Los estudios demuestran que el calor extremo dificulta la realización de tareas cognitivas, como las matemáticas, que requieren atención, memoria y resolución de problemas. Un
estudio realizado en China reveló que incluso la exposición breve a altas temperaturas perjudicaba las puntuaciones en matemáticas. Los investigadores analizaron ocho años de puntuaciones de exámenes y las compararon con el clima exacto de los días de examen. Con temperaturas superiores a 32 °C, las puntuaciones en matemáticas disminuyeron notablemente en comparación con los días moderados (22-24 °C).
Xi Chen, profesor asociado de política y economía de la salud en la Escuela de Salud Pública de Yale y uno de los autores del estudio, dijo que la deshidratación puede afectar la memoria a corto plazo, la atención y las habilidades psicomotoras de los niños utilizadas para escribir, dibujar y otras tareas que involucran tanto el pensamiento como el movimiento.
“También altera el equilibrio electrolítico, esencial para la señalización neuronal. Esto es particularmente importante en tareas como la aritmética, que dependen de la memoria de trabajo y la concentración”, explicó. Chen señaló que el cuerpo de los niños regula el calor corporal con menor eficiencia, lo que provoca que se sobrecalienten más rápidamente que los adultos durante las olas de calor. Es más difícil que la temperatura corporal central de los niños se mantenga dentro del rango saludable de entre 36,5 °C y 37,5 °C (97,7 a 99,5 grados Fahrenheit).
Durante el calor extremo, «el flujo sanguíneo cerebral puede reducirse, lo que resulta en un menor aporte de oxígeno y nutrientes al cerebro», explicó. En consecuencia, el cerebro activa mecanismos de protección que reducen la actividad general para conservar energía y evitar daños. Este estrés puede afectar el rendimiento en tareas que requieren atención sostenida, memoria de trabajo y función ejecutiva.
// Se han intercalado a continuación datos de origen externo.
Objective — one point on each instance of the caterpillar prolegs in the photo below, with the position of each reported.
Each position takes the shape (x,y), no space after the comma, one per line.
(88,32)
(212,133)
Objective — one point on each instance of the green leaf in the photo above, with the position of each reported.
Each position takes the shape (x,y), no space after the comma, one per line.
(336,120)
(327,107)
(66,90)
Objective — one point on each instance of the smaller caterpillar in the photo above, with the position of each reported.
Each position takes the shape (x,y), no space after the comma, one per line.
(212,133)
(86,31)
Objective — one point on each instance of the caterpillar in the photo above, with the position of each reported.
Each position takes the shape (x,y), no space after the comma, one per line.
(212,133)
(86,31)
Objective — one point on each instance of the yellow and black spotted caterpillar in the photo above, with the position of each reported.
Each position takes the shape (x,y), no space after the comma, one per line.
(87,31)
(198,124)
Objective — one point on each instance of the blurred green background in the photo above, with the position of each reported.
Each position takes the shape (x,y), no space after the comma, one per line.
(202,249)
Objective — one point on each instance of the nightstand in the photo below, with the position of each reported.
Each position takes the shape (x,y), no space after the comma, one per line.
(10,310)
En Estados Unidos, un estudio con 11.000 niños relacionó el calor extremo con un menor rendimiento en diversas tareas de aprendizaje. Además, es más probable que el calor extremo afecte a los barrios de personas negras, de bajos ingresos y económicamente desfavorecidas. Como saben muchos docentes estadounidenses, es mucho menos probable que las escuelas de las comunidades más pobres cuenten con aulas con aire acondicionado. A nivel mundial, un estudio estima que, en países de ingresos bajos y medios, hasta 4.000 millones de personas podrían carecer de acceso a aire acondicionado para 2050.
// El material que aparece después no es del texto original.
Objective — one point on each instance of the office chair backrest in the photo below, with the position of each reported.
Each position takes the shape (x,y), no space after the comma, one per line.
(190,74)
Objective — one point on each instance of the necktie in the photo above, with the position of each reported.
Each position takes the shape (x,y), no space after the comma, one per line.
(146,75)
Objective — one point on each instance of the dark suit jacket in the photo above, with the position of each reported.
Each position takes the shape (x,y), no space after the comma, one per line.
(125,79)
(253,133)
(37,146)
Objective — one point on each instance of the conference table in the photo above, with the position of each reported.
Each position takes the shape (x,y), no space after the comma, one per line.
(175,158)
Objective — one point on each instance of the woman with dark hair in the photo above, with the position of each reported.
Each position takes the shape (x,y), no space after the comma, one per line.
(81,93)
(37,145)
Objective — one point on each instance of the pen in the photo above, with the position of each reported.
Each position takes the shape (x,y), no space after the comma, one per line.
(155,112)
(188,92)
Un estudio chino con casi 180.000 niños reveló que una mayor exposición al calor se relacionaba con un mayor riesgo de trastorno por déficit de atención e hiperactividad (TDAH). En otro estudio , científicos descubrieron que los preadolescentes expuestos a temperaturas ambientales más altas durante tan solo una semana presentaban una comunicación debilitada en áreas clave del cerebro, como la red de prominencia, que regula la atención, las emociones y la salud mental. La autora principal, la Dra. Laura Granés, afirmó que una peor calidad del sueño durante las noches calurosas también explica cómo el calor extremo puede alterar la conectividad cerebral en los niños.
“La falta de sueño puede, a su vez, provocar cambios en la conectividad cerebral”, afirmó Granés, investigador postdoctoral del Instituto Universitario de Investigación de Atención Primaria Jordi Gol (España). Dormir mal puede afectar la capacidad de la corteza prefrontal para consolidar recuerdos, concentrar la atención y resolver problemas y tomar decisiones eficazmente.
Añadió que las altas temperaturas también pueden activar el eje hipotálamo-hipofisario-suprarrenal, un sistema clave de respuesta al estrés en el cuerpo. El aumento de los niveles de cortisol, la hormona del estrés, puede agravar problemas de salud y alterar la comunicación entre las diferentes partes del cerebro.